第73章 散華
──あれは……年末の、皆でストリートバスケをしていた時のこと。
「護身術……ですか?」
突然の赤司さんの発言に、さつきちゃんと私は、目を丸くした。
「桃井も神崎さんも、女性はいざという時のために、覚えておいて損はないよ」
「俺も妹には一通り教えてあるのだよ」
赤司さんを援護するような発言をしたのは、まさかの緑間さん。
「そうなんですか……」
「じゃあ、わたしたちにも教えて貰おうよ、ね、みわちゃん!」
「あ、うん……」
確かに、覚えておいて損はない。
今までだって、そういうのが使えていればもっと違う解決方法があったかもしれないことばかりだ。
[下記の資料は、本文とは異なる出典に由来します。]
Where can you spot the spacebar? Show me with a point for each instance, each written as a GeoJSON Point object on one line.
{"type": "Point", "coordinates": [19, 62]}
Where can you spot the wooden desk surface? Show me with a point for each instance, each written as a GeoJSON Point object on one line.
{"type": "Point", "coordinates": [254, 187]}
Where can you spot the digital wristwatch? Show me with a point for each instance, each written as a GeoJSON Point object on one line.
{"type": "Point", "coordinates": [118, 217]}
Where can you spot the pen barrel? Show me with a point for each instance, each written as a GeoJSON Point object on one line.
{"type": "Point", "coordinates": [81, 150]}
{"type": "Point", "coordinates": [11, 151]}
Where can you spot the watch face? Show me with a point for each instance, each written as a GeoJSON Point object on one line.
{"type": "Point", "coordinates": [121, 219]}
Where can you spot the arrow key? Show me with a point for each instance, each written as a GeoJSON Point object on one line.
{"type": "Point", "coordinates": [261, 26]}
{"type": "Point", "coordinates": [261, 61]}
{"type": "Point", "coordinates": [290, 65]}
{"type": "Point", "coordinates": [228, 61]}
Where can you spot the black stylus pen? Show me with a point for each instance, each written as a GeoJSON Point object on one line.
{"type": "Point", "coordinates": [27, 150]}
「じゃあ早速やってみようか。まず、正面から来た相手には、こう掴んで体重をここにかけると」
「イデデデデデッ! 赤司っち! なんでオレにやるんスか!」
流れるような赤司さんの動きで、涼太が悶絶。
「ほら、体格差のある相手にもこの効果だ」
「でも、赤司くんみたいに力がないとできないんじゃないの?」
「そんな事ないよ。桃井も神崎さんも、やってみるといい」
「こう?」
「イッテエ! 桃っちまでなんで!?」
「凄い! ホントだ! ほら、みわちゃんもやってみて!」
「え、えっと……」
「みわならイタイのも大歓迎っスよ! さあ、さあさあ!」
「きーちゃんってホント……」
……偶然にも、さつきちゃんと私に、赤司さんと緑間さんが教えてくれた。
ドアの向こうには、下卑た笑みを顔に張り付かせている男の姿。
開いたドアから伸ばされたスーツの腕を、……勢い良く掴んで、体重をかけた。
「いてえっ!!」
まさか仕掛けられるとは思っていなかったであろう男は、顔を引きつらせ、たたらを踏んだ。
今だ。
ありったけの力を込めて下半身を蹴飛ばすと、バランスを崩した男は苦悶の表情で、尻餅をついた。
「スズさん、閉めて!」
すぐにスズさんが"閉"のボタンを押し、ゆっくりとドアが閉まっていく。
早く閉まって……!
"護身術は、あくまで一時的なものに過ぎない。護身術が必要になる場面では、最終的には相手を倒す事ではなく、逃げる事が大前提になる"
赤司さんの言葉を、思い出していた。
そう、これは急場をしのいだだけだ。